Are you giving durvalumab within 14 days of completing chemoradiation in eligible patients in accordance with the subgroup analysis?
No. Unfortunately, that subset is heavily biased in that these were fitter patients who were well enough to start [durvalumab] within 2 weeks [of completing concurrent chemoradiotherapy]. I don't find that cut-off to be that clinically relevant.
What are the contraindications to receiving durvalumab after chemoradiotherapy?
One is pneumonitis from the chemoradiotherapy. Unfortunately, we do not always know that at the time of initiating [durvalumab]. The main contraindications are autoimmune diseases or interstitial lung disease. A strong family history of autoimmune disease may be another reason to [forego durvalumab]. There is less clarity on what to do in patients with oncogene-driven disease.

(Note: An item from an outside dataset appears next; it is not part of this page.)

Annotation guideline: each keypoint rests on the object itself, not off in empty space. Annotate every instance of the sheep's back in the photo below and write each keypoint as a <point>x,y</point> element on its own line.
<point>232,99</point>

Could you discuss the research that is being done to move immunotherapy into the neoadjuvant setting?
We published data in The New England Journal of Medicine in conjunction with investigators at Johns Hopkins Medicine. We showed that a small subset of patients who received just 2 doses of nivolumab had a very unexpected response rate. That was replicated at The University of Texas at MD Anderson Cancer Center where Tina Cascone, MD, PhD, and colleagues reported an impressive major pathologic [response] rate with nivolumab. The data were even more impressive [with nivolumab] in combination with ipilimumab, particularly in terms of the number of pathologic complete responses (pCRs).
The data we have with atezolizumab (Tecentriq) does not look as overwhelming, but that is what happens when you have more patients [enrolled on the trial]. It is also more reflective of the real-world [population] and more along the lines of what we would expect in terms of the pCR rate being comparable with chemotherapy. This tells us that we need better biomarkers in this patient population. The way of the future in this patient population lies in the combination of chemotherapy and immunotherapy, [based on prior data] demonstrated by Catherine Ann Shu, MD, of Columbia University Irving Medical Center, et al, and also Mariano Provencio, MD, of Hospital Puerta de Hierro. We are seeing truly amazing pCR rates with the combination of chemotherapy and immunotherapy in the preoperative setting.
My goal in the next few years is to have a clinical trial for all patients with early-stage lung cancer, whether it is an observational study to try to improve on available biomarkers, or an interventional study to try to improve patient outcomes. In doing this, we can make medicine more personalized.